Civiel of strafrechtelijk
“Als iets kan worden vastgesteld als smaad of laster of bijvoorbeeld als bedreiging, dan kan je daar een strafrechtelijk proces voor starten. De drempel om dat te doen ligt iets hoger omdat het veel tijd kost. Je moet aangifte doen bij de politie en dan moet het Openbaar Ministerie ermee aan de slag.”
“Een relatief makkelijkere weg om te nemen is een civiel proces. Dit is iets wat met een kort geding binnen een week of zes afgehandeld kan worden en je kan zelf een advocaat in de arm nemen. Een advocaat kan ook bepalen of het zin heeft om een procedure te starten. De civiele route is wel een stuk kostbaarder omdat die uit eigen zak moet worden betaald.”

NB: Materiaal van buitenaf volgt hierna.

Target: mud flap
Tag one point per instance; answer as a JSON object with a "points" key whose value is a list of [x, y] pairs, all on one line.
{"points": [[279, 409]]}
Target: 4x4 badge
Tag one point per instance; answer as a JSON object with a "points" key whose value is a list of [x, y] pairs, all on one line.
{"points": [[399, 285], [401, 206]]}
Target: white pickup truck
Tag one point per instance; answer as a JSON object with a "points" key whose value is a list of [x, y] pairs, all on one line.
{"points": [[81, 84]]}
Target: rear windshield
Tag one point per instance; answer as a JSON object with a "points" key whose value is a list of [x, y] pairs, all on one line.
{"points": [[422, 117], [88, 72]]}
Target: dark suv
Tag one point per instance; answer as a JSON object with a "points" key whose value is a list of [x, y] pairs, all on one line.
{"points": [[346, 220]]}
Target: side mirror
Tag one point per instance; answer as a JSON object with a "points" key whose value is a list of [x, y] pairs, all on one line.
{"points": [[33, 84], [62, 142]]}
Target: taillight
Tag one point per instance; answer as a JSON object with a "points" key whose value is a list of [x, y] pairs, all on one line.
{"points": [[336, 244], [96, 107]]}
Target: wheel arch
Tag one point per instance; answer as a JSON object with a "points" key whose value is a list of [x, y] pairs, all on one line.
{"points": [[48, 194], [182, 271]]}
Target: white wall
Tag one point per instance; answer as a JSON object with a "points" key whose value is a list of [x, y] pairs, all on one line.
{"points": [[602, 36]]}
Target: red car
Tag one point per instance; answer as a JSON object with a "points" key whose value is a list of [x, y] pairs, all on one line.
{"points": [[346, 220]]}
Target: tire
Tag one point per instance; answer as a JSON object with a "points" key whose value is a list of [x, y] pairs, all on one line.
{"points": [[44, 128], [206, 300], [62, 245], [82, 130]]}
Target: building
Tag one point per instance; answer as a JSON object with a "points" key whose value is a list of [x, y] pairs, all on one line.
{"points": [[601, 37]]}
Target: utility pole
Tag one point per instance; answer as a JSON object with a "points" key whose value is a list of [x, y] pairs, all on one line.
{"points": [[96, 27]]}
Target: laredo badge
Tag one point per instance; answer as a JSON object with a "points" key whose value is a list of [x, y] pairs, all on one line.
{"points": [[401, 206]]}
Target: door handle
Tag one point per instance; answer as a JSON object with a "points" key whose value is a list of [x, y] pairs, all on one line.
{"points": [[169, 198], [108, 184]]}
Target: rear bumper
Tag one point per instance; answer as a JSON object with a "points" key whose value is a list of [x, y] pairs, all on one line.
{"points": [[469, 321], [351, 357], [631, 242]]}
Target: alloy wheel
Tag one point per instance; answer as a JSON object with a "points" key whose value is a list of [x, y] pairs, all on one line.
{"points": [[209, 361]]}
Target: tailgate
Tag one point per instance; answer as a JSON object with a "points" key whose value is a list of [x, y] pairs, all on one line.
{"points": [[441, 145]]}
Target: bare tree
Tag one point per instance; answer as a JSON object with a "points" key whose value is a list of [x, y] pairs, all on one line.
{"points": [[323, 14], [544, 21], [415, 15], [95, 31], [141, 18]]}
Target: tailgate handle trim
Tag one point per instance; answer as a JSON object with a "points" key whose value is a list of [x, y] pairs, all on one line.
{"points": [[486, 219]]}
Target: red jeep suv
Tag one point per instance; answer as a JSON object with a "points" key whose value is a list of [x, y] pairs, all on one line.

“Op zich is het dus heel simpel; er mag op het internet niets meer of minder dan daarbuiten. Toch ligt het soms ook juist wat ingewikkelder omdat de verspreiding van informatie snel gaat en lastiger onder controle te krijgen. Naar de politie of een advocaat stappen kan soms ook juist meer aandacht genereren voor iets wat je juist verwijderd wil zien.”
“Mijn advies is om niets tegen iemand te zeggen wat je zelf niet zou willen horen, maar dat is misschien wat idealistisch. Ik denk dat het belangrijk is om jezelf en ook anderen niet anoniem te wanen op het internet. Normale omgangsregels gelden ook online, net als de wet.”